PS: the formatting is off, but '#%%' starts a new block, view it in raw.
However the MVP went live and everyone was happy. Code is on my github, "EMD" - conversation isn't. https://github.com/genewitch/emd
i'd link the site but i think it's still in "dev" mode and i don't really feel like restoring from a snapshot today.
note: i don't know javascript. At all. It looks like boilerplate and line noise to me. I know enough about programming to be able to fix things like "the icons were moving the wrong way", but i had to napkin it out (twice!) and then consult with someone else to make sure that i understood the "math", but i implemented the math correctly and copilot did not. Probably because i prompted it in a way that made its decision make more sense. see lines 2163-2185 in the link below for how i "prompt" in general.
note 2: http://projectftm.com/#I7bSTOGXsuW_5WZ8ZoLSPw is the conversation, as best i can tell. It's in reverse chronological order (#2944 - 2025-12-14 was the actual first message about this project, the last on 2025-12-15)
note 3: if you do visit the live site, and there's an error, red on black, just hit escape. I imagine the entire system has been tampered with by this point, since it is a public server running port 443 wide open.
They can be. The cloud-hosted LLMs add a gratuitous randomization step to make the output seem more human. (In vein with the moronic idea of selling LLM's as sci-fi human-like assistants.)
But you don't have to add those randomizations. Nothing much is lost if you don't. (Output from my self-hosted LLM's is deterministic.)
It seems to me that where we are today, AI is only useful for coding for very localized tasks, and even there mostly where it's something commonplace and where the user knows enough to guide the AI when it's failing. I'm not at all convinced it's going to get much better until we have models that can actually learn (vs pre-trained) and are motivated to do so.
I vibe code the vast majority features nowadays. I generally don't need to write a single line of code. It often makes some mistakes but the agent figures out that the tests fail, or it doesn't build, fixes it, and basically "one shots" it after it doing its thing.
Only occasionally I need to write a few lines of code or give it a hint when it gets stuck. But 99% of the code is written by cursor.
Specifically for the front end I mostly vibe code, and for the backend I review a lot of the code.
I will often follow up with prompts asking it to extract something to a function, or to not hardcode something.
I'd be a bit suspect of an LLM getting an emulator right, when all it has to go on is docs and no ability to test (since pass criteria is "behaves same as something you don't have access to")... Did you check to see the degree to which it may have been copying other NES emulators ?

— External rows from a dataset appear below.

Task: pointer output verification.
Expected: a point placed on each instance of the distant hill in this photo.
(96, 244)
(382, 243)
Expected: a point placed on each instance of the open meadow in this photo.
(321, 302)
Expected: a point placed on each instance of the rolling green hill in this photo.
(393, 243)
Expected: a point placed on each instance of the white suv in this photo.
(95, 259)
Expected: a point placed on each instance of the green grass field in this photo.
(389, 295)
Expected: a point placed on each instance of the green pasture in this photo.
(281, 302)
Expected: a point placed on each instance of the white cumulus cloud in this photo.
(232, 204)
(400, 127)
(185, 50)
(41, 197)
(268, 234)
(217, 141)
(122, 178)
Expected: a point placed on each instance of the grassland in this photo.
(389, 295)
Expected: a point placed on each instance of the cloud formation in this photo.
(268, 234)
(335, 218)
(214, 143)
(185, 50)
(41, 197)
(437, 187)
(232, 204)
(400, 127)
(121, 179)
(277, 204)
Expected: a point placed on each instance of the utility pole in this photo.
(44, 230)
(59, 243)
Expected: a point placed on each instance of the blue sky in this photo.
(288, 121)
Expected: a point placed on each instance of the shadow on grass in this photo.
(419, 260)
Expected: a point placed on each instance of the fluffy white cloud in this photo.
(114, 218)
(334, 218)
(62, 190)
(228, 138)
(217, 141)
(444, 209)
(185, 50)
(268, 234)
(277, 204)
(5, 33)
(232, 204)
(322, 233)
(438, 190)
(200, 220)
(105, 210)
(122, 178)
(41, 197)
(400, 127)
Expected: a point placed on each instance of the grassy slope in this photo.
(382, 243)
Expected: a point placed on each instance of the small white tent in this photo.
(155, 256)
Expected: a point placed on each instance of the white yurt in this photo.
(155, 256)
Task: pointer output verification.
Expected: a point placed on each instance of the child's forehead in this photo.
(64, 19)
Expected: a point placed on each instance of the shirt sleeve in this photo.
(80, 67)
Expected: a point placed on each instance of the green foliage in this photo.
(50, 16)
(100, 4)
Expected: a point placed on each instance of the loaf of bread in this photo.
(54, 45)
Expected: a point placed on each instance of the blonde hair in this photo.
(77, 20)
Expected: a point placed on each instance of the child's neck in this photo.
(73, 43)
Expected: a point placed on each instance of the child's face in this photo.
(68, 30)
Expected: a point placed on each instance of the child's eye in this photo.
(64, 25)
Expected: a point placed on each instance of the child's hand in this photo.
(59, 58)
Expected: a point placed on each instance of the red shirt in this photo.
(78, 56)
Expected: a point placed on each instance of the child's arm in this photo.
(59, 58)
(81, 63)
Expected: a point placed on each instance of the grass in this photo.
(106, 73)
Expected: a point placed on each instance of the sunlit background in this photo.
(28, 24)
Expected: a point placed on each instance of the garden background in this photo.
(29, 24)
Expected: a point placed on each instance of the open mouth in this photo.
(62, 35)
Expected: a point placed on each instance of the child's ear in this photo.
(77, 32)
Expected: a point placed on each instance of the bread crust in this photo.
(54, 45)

Highly complex, fairly novel.
Emulators themselves, for any chipset or system, have a very learnable structure: there are some modules, each having their own registers and ways of moving data between those registers, and perhaps ways to send interrupts between those modules. That's oversimplifying a bit, but if you've built an emulator once, you generally won't be blindsided when it comes to building another one. The bulk of the work lies in dissecting the hardware, which has already been done for the NES, and more open architectures typically have their entire pinouts and processes available online. All that to say - I don't think Claude would have difficulty implementing most emulators - it's good enough at programming and parsing assembly that as long as the underlying microprocessor architecture is known, it can implement it.
As far as other NES emulators goes, this project does many things in non-standard ways, for instance I use per-pixel rendering whereas many emulators use scanline rendering. I use an AudioWorklet with various mixing effects for audio, whereas other emulators use something much simpler or don't even bother fully implementing the APU. I can comfortably say there's no NES emulator out there written the way this one is written.
> I'd be a bit suspect of an LLM getting an emulator right, when all it has to go on is docs and no ability to test (since pass criteria is "behaves same as something you don't have access to")... Did you check to see the degree to which it may have been copying other NES emulators ?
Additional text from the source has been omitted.